Abstract: Embodied intelligence empowers agents with a profound sense of perception, enabling them to respond in a manner closely aligned with real-world situations. Large Language Models (LLMs) delve into language instructions with depth, serving a crucial role in generating plans for intricate tasks. Thus, LLM-based embodied models further enhance the agent's capacity to comprehend and process information. However, this amalgamation also ushers in new challenges in the pursuit of heightened intelligence. Specifically, attackers can manipulate LLMs to produce irrelevant or even malicious outputs by altering their prompts. Confronted with this challenge, we observe a notable absence of multi-modal datasets essential for comprehensively evaluating the robustness of LLM-based embodied models. Consequently, we construct the Embodied Intelligent Robot Attack Dataset (EIRAD), tailored specifically for robustness evaluation. Additionally, two attack strategies are devised, including untargeted attacks and targeted attacks, to effectively simulate a range of diverse attack scenarios. At the same time, during the attack process, to more accurately ascertain whether our method is successful in attacking the LLM-based embodied model, we devise a new attack success evaluation method utilizing the BLIP2 model. Recognizing the time and cost-intensive nature of the GCG algorithm in attacks, we devise a scheme for prompt suffix initialization based on various target tasks, thus expediting the convergence process. Experimental results demonstrate that our method exhibits a superior attack success rate when targeting LLM-based embodied models, indicating a lower level of decision-level robustness in these models.
Primary Subject Area: [Content] Vision and Language
Secondary Subject Area: [Generation] Social Aspects of Generative AI
Relevance To Conference: As far as we know, this work represents the first experiment in exploring the robustness of LLM-based embodied model decision-level processes.

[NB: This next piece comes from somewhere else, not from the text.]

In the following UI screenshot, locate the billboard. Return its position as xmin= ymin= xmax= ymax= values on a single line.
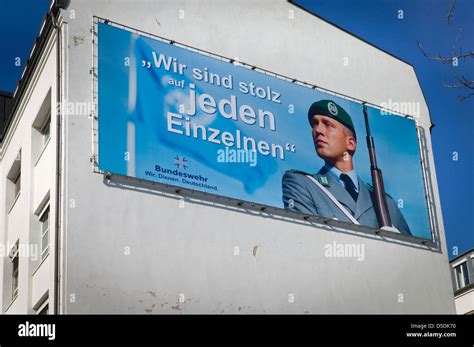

We design a multi-modal dataset consisting of 500 instances of untargeted attack data and 500 instances of targeted attack data to fill the gaps in datasets for robustness evaluation in embodied scenarios.
Extensive experiments show that our method improves attack success rate and attack efficiency.
This work contributes to the field of multimodal learning and embodied intelligence, topics of interest at ACM MM.
The development of a specialized dataset for evaluating the robustness of embodied intelligence aligns with the conference's focus on datasets and benchmarking.
The proposed method for assessing attack success in large models using the CLIP model introduces novel techniques, which could be of interest to researchers in the community.
The study addresses the pressing need for understanding and defending against adversarial attacks on large models in embodied scenarios, an area of growing concern in AI research.